- Origin: Mississauga, Ontario, Canada
- Genres: Electronica
- Label: Upper Class Recordings
- Members: Al-P Daniel Zabawa
- Website: upperclassrecordings.com/girlsareshort

= Girlsareshort =

Electronic pop group

Girlsareshort was an electronic pop group from Mississauga, Ontario, formed in 1998 by Alex Puodziukas, a.k.a. Al-P, Daniel Zabawa and David Regan. Girlsareshort released the 9-track album Contact Kiss in 2002 on Hi-Hat Recordings and the 14-track album Earlynorthamerican on Upper Class Recordings in 2003. The latter album included snippets of untrained youth choirs and samples of people giggling, contributing to its theme of what Exclaim! described as an "ode to summertime bliss and childlike innocence".

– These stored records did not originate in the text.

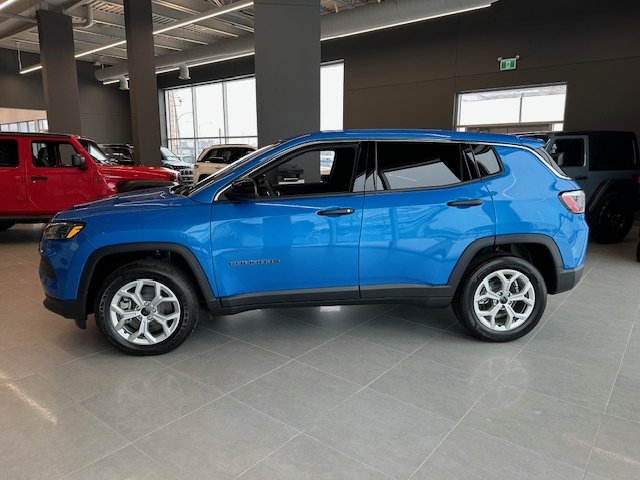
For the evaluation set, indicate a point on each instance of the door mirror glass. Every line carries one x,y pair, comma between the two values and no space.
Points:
242,189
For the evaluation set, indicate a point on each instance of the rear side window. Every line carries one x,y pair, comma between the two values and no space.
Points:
49,154
486,159
613,150
568,152
407,165
8,153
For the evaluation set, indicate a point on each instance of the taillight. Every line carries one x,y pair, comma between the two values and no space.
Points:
575,201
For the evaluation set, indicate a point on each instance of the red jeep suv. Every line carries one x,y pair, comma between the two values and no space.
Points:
42,174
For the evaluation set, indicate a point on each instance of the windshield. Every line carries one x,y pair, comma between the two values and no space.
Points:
94,150
227,169
169,155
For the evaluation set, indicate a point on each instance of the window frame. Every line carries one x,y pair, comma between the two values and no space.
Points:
362,155
17,142
470,145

PopMatters reviewed the Earlynorthamerican as "a mixed bag, an album that wants to be more than the sum of its parts".

Al-P described the band as a "weirdo" project. The style anticipated the merging of electronic music with indie rock, as happened with such bands as Broken Social Scene. BSS members have been reported to be fans of Girlsareshort.

Al-P also has been a member of the electronic duo MSTRKRFT.